Later in the afternoon I went to a fun Internet of Things workshop where we split into groups and tried to brainstorm an IoT product while paying careful attention to security and privacy around identity and authentication mechanisms for these devices. Our team invented a smart pillow. I think we were all getting pretty tired from conferencing!
The conference concluded with an inspiring talk from Miral Kotb, the Founder of iLuminate. A brilliant software engineer, I loved hearing about her passion for dance and technology, and how she followed both to dream up and build her company. I’d never heard of iLuminate before, but for the other uninitiated their performances are done in the dark with full body suits that use a whole bunch of lights synced up with their proprietary hardware and software to give the audience a light, music and dance show. Following her talk she brought out the dancers to close the conference with a show, nice!
I met up with some friends and acquaintances for dinner before going over to the closing party, which was held in the Houston Astros ballpark! I had fun, and made it back to the hotel around 10:30 so I could collect my bags and make my move to a hotel closer to the airport so I could just take a quick shuttle in the early AM to catch my flight to Tokyo the next day.

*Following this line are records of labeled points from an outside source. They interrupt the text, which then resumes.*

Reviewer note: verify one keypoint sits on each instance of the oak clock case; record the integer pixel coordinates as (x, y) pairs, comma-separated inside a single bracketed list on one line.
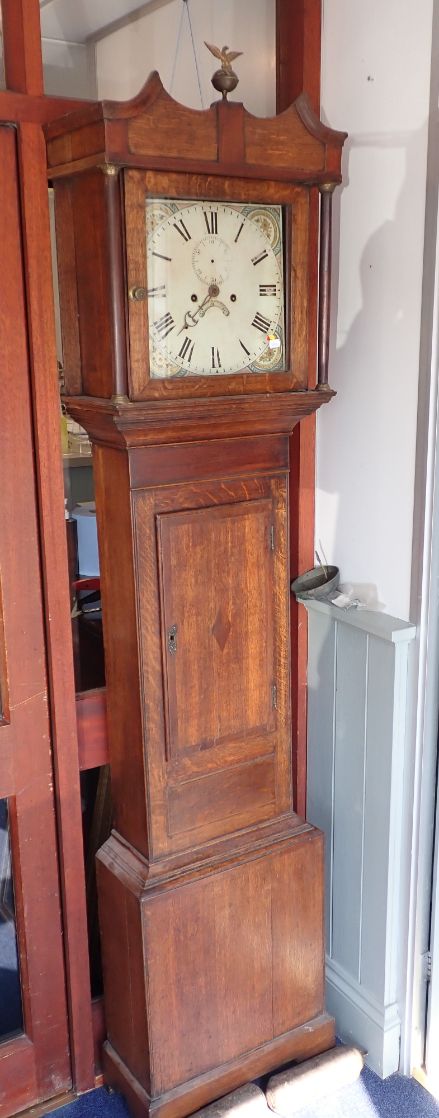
[(184, 268)]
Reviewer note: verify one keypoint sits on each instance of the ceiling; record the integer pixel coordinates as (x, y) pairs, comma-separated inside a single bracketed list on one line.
[(84, 19)]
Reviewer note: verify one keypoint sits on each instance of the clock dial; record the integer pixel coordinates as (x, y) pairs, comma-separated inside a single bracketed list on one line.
[(215, 287)]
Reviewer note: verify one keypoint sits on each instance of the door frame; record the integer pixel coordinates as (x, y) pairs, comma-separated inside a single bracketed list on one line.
[(420, 890)]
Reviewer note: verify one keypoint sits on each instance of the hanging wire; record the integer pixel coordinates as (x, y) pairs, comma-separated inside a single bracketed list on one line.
[(177, 47), (185, 7), (194, 53)]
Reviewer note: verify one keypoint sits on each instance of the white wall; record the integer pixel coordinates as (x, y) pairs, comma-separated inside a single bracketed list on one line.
[(125, 58), (68, 68), (375, 85)]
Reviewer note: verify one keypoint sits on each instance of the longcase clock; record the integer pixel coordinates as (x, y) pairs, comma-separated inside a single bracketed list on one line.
[(184, 266)]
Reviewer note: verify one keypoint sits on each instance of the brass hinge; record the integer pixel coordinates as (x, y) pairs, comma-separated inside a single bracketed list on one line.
[(427, 965)]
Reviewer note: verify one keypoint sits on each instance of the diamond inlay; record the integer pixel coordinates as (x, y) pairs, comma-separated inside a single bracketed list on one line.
[(221, 628)]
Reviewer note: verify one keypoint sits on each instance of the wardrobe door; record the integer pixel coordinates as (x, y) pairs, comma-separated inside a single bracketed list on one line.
[(34, 1034)]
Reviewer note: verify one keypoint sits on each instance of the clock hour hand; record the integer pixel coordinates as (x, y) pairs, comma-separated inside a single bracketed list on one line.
[(191, 316), (213, 302)]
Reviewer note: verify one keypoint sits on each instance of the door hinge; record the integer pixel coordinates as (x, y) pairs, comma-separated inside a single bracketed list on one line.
[(427, 963)]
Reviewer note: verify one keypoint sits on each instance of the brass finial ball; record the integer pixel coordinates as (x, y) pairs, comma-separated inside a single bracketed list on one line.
[(225, 79)]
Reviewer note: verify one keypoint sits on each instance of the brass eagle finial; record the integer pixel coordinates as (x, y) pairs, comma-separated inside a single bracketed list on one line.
[(223, 79)]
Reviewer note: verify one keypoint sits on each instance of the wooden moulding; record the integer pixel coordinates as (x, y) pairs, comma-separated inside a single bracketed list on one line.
[(181, 420), (156, 132)]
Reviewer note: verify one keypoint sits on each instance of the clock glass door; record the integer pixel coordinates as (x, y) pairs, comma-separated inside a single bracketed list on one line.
[(217, 280), (215, 287)]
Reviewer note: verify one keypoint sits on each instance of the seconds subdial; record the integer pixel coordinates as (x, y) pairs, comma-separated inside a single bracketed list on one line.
[(211, 259)]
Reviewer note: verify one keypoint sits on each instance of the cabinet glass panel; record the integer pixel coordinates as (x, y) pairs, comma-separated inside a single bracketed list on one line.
[(10, 986)]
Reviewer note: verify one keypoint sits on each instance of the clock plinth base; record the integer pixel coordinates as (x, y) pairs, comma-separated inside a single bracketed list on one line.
[(212, 973), (302, 1043)]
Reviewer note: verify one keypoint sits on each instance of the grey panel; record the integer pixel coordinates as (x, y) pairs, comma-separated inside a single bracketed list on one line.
[(377, 814), (321, 741), (349, 796)]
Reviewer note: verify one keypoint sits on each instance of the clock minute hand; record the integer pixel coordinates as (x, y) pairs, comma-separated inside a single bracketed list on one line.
[(213, 302), (193, 315)]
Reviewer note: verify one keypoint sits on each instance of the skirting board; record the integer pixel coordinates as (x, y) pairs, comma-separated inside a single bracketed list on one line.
[(363, 1021)]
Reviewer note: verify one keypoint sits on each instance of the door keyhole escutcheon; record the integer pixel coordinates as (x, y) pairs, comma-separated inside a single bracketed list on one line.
[(172, 640)]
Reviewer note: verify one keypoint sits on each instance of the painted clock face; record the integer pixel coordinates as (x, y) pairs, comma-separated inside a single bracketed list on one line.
[(215, 287)]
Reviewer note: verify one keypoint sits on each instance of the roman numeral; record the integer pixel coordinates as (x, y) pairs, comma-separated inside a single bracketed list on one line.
[(211, 220), (164, 324), (187, 350), (216, 358), (182, 229), (263, 256), (160, 292), (260, 323)]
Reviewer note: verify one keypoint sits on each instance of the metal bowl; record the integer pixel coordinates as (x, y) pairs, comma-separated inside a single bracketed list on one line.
[(317, 583)]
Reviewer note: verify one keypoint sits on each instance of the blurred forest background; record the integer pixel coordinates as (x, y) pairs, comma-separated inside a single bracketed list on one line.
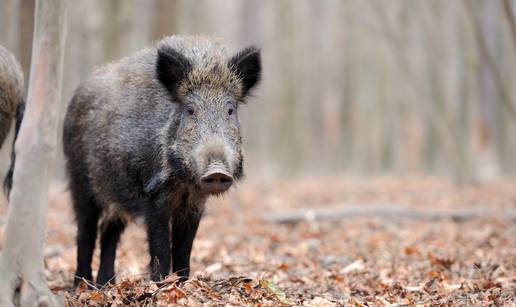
[(356, 87)]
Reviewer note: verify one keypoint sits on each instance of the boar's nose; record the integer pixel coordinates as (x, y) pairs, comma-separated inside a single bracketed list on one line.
[(216, 181)]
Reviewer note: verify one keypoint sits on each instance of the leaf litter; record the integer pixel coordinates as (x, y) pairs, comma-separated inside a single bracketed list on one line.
[(241, 259)]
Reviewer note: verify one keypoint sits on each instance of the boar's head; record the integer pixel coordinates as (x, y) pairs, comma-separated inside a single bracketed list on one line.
[(203, 137)]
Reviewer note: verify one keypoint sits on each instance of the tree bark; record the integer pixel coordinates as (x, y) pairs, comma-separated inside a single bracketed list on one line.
[(22, 280)]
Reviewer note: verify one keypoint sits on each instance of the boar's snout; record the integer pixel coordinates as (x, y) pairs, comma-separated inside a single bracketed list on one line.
[(216, 180)]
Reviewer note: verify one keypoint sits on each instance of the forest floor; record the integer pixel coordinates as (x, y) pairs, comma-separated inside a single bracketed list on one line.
[(243, 256)]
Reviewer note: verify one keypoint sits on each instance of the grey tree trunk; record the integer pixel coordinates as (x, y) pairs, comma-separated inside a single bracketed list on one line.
[(22, 280)]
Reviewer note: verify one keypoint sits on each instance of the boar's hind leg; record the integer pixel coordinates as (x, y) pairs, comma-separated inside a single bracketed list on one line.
[(110, 235), (87, 214), (184, 228), (158, 235)]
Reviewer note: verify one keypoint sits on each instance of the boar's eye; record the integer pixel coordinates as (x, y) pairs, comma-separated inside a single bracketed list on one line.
[(190, 110)]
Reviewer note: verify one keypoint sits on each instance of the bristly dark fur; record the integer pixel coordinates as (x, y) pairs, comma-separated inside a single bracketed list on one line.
[(248, 65), (139, 138), (11, 104), (8, 180), (172, 68)]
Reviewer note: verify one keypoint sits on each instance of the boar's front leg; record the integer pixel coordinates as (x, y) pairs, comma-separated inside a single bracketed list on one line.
[(157, 220), (185, 222), (111, 231)]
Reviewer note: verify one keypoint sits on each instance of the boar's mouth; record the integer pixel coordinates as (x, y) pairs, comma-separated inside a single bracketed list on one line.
[(216, 179)]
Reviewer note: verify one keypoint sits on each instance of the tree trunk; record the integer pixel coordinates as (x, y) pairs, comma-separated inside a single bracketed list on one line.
[(22, 280)]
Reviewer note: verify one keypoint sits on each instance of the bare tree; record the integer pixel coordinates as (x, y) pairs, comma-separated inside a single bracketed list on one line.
[(22, 281)]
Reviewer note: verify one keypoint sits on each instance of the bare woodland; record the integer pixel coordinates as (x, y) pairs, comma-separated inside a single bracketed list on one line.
[(380, 153)]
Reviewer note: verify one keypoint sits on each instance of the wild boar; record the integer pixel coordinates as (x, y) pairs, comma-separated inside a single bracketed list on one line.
[(154, 135)]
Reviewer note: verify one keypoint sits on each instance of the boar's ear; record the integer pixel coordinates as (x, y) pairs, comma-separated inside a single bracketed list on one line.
[(171, 68), (248, 65)]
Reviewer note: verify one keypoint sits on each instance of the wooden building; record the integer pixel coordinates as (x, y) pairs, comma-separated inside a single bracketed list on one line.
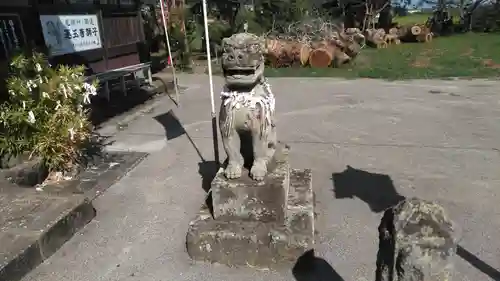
[(101, 34)]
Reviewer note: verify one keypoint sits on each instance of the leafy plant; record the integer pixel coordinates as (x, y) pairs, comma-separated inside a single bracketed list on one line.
[(45, 115)]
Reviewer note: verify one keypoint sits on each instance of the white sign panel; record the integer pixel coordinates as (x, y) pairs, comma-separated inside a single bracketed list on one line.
[(66, 34)]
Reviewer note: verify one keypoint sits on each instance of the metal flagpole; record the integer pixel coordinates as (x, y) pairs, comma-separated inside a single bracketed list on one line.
[(171, 60), (209, 60)]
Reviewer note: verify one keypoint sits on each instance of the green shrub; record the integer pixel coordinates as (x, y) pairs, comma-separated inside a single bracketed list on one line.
[(44, 115)]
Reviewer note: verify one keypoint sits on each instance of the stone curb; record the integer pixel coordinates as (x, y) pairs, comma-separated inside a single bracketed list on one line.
[(49, 241), (38, 246)]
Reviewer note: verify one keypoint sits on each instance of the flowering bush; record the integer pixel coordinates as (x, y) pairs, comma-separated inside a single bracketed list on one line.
[(45, 115)]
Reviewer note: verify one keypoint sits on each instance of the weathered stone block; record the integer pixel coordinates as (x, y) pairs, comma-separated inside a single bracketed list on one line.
[(246, 199), (417, 243), (262, 244)]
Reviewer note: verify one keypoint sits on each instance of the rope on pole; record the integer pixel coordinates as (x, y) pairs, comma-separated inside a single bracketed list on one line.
[(171, 61), (210, 79)]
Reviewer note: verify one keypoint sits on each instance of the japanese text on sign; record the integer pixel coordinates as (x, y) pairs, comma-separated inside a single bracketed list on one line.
[(65, 34)]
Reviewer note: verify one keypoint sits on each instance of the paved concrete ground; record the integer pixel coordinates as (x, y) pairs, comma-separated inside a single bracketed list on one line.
[(434, 139)]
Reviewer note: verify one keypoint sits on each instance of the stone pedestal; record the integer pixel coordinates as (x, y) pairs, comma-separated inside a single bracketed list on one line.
[(255, 223), (417, 242)]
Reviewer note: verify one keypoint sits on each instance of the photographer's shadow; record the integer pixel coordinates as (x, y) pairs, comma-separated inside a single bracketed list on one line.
[(311, 268), (376, 190)]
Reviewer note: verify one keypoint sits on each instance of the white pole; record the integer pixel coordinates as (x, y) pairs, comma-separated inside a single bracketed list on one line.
[(209, 61), (171, 60)]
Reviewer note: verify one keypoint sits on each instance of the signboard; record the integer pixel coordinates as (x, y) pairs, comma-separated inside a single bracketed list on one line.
[(66, 34), (11, 35)]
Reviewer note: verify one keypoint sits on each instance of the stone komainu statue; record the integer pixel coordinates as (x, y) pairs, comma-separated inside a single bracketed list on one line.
[(418, 242), (247, 105)]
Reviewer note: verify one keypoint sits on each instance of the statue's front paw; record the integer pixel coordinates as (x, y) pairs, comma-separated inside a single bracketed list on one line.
[(258, 171), (233, 171)]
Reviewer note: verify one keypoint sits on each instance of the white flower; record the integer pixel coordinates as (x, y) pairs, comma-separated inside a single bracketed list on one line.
[(71, 133), (90, 90), (65, 92), (31, 117)]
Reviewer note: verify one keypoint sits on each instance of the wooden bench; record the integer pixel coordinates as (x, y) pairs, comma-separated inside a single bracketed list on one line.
[(122, 73)]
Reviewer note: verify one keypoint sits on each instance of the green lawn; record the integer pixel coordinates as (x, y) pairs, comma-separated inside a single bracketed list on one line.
[(412, 18), (465, 55)]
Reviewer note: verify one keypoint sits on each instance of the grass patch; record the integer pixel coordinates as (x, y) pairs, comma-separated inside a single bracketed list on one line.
[(466, 55), (412, 18)]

More photos from the conference and after party here: https://www.flickr.com/photos/pleia2/albums/72157659453000380
It was quite a conference, I’m thankful that I was able to participate. The venue in Houston was somewhat disruptively under construction, but it’s otherwise a great space and it was great to learn that they’ll be holding the conference there again next year. I’d encourage women in tech I know to go if they’re feeling isolated or looking for tips to succeeding. If you’re thinking of submitting a talk, I’d also be happy to proof and make recommendations about your proposal, as it’s one of the more complicated submission processes I’ve been through and competition for speaking slots is strong.